Swisher undoubtedly has an infectious passion for the game and a personality seemingly made for New York. Although Cleveland will certainly provide a different atmosphere than the Big Apple, for now, we will just focus on the tangible aspects of Swisher's game. With the exception of his poor 2008 season with the White Sox, Swisher has been a model of consistency. Excluding his rookie season and that aforementioned '08 campaign, Swisher has had at least a 22 home runs (never more than 29), a 120 OPS+ (never higher than 129), and a .359 OBP (never higher than .381) . This remarkable steadiness displayed by Swisher gives a good barometer of what his production should look like in the coming seasons, even though his numbers should expect a decline from leaving Yankee Stadium's short RF porch. Coincidentally or not, Swisher had his best season (career high 3.5 WAR) this past year with a 126 OPS+, 24 home runs, 93 RBI, and a .272/.364/.473 triple slash line. On the other side of the ball, Swisher is presumed to play RF, after incumbent Shin-Soo Choo was traded to the Reds last week. Swisher spent most of last season in the Bronx as the starting RF and put up positive Defensive Runs Saved (DRS) numbers and Ultimate Zone Rating (UZR). These numbers are not one year flukes either, because Swisher's defensive ratings have hovered around average (0 runs saved/above average) for much of his career. Additionally, Swisher has seen sporadic time at first base and his defensive ratings (career 2 DRS, .994 fielding %) suggest he could play could be solid defensively if he loses some of his outfield range. All told, Swisher's consistency, positional versatility and offensive abilities make this contract a reasonable one for the Indians.
One further note in regards to Swisher's on-field performance has been his production, or lack there of, in the postseason. A career .169 hitter with 46 K's, Swisher's playoff ineptitude reached its peak this past postseason. In eight games, Swisher batted .167, struck out 10 times, and had just two runs batted in. This caused Swisher to be booed repeatedly by the Yankee faithful, foreshadowing Swisher's final days in pinstripes. Additionally, although there is not a huge sample size, his 46 games and 181 plate appearances are enough to say that Swisher has just flat out under-produced in October. Is it fair to judge a player by a couple of games after producing for six months? I would argue no, but for some, playoff performances carry extra weight in determining a player's abilities; this despite the fact that that player might have been the reason for the team making the playoffs in the first place. Regardless, Swisher's much publicized postseason struggles clearly did not sway the Indians into committing to him for the next four seasons.

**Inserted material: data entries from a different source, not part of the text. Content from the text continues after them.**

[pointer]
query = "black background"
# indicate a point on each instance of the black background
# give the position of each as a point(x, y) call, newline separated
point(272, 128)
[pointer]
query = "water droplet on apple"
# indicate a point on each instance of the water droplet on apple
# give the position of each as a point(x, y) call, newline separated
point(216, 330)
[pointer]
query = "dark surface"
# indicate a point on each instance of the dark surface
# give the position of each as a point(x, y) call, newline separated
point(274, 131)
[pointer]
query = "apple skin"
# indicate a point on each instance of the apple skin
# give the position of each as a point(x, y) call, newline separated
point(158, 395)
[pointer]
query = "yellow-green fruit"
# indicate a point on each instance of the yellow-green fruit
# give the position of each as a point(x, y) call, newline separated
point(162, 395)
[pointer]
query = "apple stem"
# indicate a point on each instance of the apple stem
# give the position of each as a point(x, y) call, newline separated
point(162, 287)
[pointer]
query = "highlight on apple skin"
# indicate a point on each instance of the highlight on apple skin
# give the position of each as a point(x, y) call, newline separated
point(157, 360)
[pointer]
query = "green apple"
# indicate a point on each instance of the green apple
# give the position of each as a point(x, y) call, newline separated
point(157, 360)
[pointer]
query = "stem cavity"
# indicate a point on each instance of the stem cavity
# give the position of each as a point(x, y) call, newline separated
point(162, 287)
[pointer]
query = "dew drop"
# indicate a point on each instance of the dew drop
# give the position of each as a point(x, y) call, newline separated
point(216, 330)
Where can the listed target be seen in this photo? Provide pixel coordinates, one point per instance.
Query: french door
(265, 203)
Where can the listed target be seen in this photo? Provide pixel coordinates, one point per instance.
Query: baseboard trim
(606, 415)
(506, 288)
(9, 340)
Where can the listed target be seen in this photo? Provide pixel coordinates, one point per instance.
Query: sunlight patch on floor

Now that we know Swisher the player, what does this signing mean for the Indians? In my opinion, as good as Swisher is, it is a move that does not make much sense from a organizational standpoint. First off, Swisher essentially replaces Choo (3.5 WAR for Swisher, 3.1 WAR for Choo) and could even be a downgrade if Swisher's bat slows from age and fails to transition for homer-friendly Yankee Stadium. If the Indians were a 68 win team with Choo, why should the team with Swisher's arrival be any different? As I said with the Myers-Shields swap, it does not pay to be mediocre. I do not comprehend when teams make these irresponsible decisions when resources could be more effectively allocated, such as filling a need rather than adding a want. For instance, the $56 million spent on Swisher could have landed Edwin Jackson, who had just signed a 4 year, $52 million deal with the Cubs. While the Tribe's offense was around league average, the Indian's pitching staff was absolutely abysmal, having the worst ERA, ERA+, and WHIP in the American League. Signing Jackson could have definitely improved a staff as bad as this, providing invaluable innings instead of throwing the likes of Josh Tomlin (6.36 ERA) and Jeanmar Gomez (5.96 ERA) every fifth day. In addition, the Indians farm system lacks much talent other than stud shortstop Francisco Lindor and right-hander Trevor Bauer; barring a huge influx of talent, the Indians should not see much in the ways of winnings for several more seasons. Thus, by the time Swisher's contract is complete, what will the Tribe have to show for it? Perhaps some added attendance from seeing a home-state kid in the purple and red, but in terms of wins and losses, it more than likely that it will be much of the same. Simply put, this financially ties up a team that just will not be competing in the near future. Once again, Swisher is a very good player and very much worthy of his newly minted contract. However, this poor allocation of resources is just another reminder of why the Indians are the Indians.